TEMPE, Ariz. -- Just after 10 a.m. Saturday, Carlos Balsas, 41, was in line to enter Independence National Historical Park in Philadelphia.

Hundreds come to see the Liberty Bell, and everyone must go through security screening inside the Visitor's Center. The park's chief ranger said that is where Balsas' problems began.

"The individual was compliant on one bag and then refused to let the screener take a look at his second bag, and at that time had made a comment to the screener that stated he had an explosive in the bag," Chief Ranger Patrick Suddath said.

The suspect left the building but security caught him moments later.

"He was not compliant," Suddath said. "They took him into custody and at that point the Philadelphia bomb squad was summoned."

The squad looked through both of Balsas' black backpacks but did not find any explosives.

The strangeness of the seemingly empty threat is compounded by Balsas' recent personal setback. On Jan. 14, a Maricopa County judge denied his appeal for a promotion at Arizona State University.

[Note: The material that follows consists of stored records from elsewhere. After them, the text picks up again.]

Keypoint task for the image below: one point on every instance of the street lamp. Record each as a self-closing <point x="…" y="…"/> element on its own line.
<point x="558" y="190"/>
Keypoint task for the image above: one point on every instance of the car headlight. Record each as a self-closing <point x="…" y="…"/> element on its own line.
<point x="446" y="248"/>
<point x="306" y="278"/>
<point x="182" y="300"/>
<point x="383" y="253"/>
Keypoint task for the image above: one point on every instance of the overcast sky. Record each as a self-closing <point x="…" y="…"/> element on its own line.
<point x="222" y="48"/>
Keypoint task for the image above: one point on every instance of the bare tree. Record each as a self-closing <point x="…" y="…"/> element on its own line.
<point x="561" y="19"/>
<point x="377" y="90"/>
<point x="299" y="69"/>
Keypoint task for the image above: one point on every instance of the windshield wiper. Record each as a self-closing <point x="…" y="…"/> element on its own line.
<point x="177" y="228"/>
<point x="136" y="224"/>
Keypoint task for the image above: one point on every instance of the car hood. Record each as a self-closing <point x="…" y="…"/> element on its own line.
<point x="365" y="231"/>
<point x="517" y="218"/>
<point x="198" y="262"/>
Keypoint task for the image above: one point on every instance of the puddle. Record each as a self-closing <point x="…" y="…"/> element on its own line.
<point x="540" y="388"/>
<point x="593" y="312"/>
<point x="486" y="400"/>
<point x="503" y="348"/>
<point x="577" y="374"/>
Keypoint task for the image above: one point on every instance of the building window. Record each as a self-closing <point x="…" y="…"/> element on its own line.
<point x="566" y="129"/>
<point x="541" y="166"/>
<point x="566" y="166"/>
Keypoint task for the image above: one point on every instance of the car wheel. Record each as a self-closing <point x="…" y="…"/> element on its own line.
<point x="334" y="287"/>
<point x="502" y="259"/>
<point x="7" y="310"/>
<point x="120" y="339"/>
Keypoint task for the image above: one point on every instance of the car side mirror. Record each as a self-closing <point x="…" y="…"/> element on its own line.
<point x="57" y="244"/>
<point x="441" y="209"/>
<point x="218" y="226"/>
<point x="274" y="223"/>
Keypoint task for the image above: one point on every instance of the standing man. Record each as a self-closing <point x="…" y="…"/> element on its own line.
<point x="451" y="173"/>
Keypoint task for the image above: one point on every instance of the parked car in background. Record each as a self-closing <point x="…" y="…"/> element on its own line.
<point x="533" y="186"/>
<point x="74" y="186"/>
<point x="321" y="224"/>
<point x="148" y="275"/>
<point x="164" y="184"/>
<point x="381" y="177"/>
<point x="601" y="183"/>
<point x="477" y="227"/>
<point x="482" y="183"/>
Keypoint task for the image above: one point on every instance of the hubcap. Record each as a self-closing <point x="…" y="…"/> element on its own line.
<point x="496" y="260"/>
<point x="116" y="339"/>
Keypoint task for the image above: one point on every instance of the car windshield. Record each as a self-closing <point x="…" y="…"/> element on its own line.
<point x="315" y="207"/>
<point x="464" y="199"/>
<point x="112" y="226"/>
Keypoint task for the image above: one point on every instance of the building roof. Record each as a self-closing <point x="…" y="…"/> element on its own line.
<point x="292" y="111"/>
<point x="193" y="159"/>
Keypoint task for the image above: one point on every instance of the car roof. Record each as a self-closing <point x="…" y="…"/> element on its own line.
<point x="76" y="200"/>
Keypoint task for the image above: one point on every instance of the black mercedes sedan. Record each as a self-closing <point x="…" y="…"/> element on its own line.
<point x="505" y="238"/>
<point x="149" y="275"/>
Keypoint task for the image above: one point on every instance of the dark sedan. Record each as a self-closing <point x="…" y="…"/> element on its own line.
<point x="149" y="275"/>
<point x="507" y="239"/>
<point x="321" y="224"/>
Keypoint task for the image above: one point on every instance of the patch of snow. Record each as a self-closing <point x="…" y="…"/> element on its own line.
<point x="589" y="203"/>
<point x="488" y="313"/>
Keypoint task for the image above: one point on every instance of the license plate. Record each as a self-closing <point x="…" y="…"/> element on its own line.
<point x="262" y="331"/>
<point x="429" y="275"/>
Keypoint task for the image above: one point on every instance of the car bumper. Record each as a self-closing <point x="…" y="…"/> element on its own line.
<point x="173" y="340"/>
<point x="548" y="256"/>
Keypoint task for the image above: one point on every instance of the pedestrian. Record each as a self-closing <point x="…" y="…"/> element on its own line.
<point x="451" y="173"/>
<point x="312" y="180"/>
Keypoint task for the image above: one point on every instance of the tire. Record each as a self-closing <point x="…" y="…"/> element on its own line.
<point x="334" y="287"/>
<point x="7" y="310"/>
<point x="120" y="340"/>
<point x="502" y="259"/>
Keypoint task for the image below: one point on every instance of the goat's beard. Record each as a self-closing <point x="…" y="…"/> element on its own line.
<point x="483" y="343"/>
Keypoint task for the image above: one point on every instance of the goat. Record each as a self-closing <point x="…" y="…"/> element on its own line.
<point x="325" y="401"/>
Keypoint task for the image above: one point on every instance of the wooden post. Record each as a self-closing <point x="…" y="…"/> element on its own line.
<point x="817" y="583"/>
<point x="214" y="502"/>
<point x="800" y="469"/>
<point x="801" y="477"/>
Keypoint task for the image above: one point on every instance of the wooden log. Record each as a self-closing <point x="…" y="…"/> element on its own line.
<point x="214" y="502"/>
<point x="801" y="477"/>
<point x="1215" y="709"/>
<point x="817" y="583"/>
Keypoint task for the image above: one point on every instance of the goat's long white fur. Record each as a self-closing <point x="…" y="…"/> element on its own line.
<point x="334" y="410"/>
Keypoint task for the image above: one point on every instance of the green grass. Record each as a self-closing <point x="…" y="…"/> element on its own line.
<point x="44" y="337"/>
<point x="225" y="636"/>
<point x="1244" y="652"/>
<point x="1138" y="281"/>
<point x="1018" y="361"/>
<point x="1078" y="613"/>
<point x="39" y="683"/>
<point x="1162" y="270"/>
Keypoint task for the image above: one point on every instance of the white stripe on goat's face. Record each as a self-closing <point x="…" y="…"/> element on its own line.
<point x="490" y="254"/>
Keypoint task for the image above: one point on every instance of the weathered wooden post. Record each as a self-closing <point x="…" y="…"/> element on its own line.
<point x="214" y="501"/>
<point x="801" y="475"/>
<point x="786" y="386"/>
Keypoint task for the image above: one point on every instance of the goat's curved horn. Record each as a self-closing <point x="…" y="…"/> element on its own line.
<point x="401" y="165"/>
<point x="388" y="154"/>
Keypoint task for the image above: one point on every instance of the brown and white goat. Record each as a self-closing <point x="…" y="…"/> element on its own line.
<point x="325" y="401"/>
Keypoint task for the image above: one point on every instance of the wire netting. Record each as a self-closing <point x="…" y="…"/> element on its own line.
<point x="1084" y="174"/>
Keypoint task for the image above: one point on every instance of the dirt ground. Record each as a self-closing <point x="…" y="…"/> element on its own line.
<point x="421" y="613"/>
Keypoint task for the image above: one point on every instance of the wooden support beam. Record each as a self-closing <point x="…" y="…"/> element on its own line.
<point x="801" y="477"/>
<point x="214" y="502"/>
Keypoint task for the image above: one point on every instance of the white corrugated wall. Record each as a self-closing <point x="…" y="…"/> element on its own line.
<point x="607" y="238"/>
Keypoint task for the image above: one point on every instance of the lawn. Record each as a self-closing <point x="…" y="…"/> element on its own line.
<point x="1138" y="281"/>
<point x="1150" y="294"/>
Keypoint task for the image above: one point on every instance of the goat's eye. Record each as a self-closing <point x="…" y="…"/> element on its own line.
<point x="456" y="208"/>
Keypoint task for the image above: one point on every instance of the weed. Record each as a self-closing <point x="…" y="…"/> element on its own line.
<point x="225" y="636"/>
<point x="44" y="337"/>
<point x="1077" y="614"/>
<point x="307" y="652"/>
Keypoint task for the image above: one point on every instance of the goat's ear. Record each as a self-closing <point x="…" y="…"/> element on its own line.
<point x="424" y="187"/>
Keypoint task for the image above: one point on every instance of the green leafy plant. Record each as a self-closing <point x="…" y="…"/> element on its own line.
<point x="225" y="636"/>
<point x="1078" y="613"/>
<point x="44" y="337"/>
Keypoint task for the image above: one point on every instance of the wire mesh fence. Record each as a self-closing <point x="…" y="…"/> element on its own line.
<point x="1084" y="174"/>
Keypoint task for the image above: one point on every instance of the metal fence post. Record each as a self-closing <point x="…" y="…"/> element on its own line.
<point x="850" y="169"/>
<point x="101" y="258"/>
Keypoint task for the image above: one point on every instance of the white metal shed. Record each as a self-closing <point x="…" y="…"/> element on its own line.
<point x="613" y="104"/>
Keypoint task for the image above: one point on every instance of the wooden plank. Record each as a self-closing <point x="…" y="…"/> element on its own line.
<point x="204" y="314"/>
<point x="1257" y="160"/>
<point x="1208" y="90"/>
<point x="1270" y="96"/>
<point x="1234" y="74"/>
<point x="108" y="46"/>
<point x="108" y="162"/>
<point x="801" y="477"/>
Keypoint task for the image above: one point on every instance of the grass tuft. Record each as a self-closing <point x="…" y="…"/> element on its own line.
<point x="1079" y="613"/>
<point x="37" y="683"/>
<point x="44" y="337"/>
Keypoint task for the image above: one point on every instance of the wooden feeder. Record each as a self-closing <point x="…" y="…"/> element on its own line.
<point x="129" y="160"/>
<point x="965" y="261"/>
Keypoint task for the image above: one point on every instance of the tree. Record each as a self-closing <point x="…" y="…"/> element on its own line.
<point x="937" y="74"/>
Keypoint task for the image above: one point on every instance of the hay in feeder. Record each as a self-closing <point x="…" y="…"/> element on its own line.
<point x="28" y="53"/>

Balsas started as an assistant professor of urban planning in 2004. He applied for tenure in 2009, but 17 members of his school's committee voted not to recommend him. His application continued up the ranks, but each of the next three committees voted against his promotion. Two weeks ago, Balsas lost his appeal of the decision.

No doubt investigators will now look into whether or not that played any role in his alleged crime.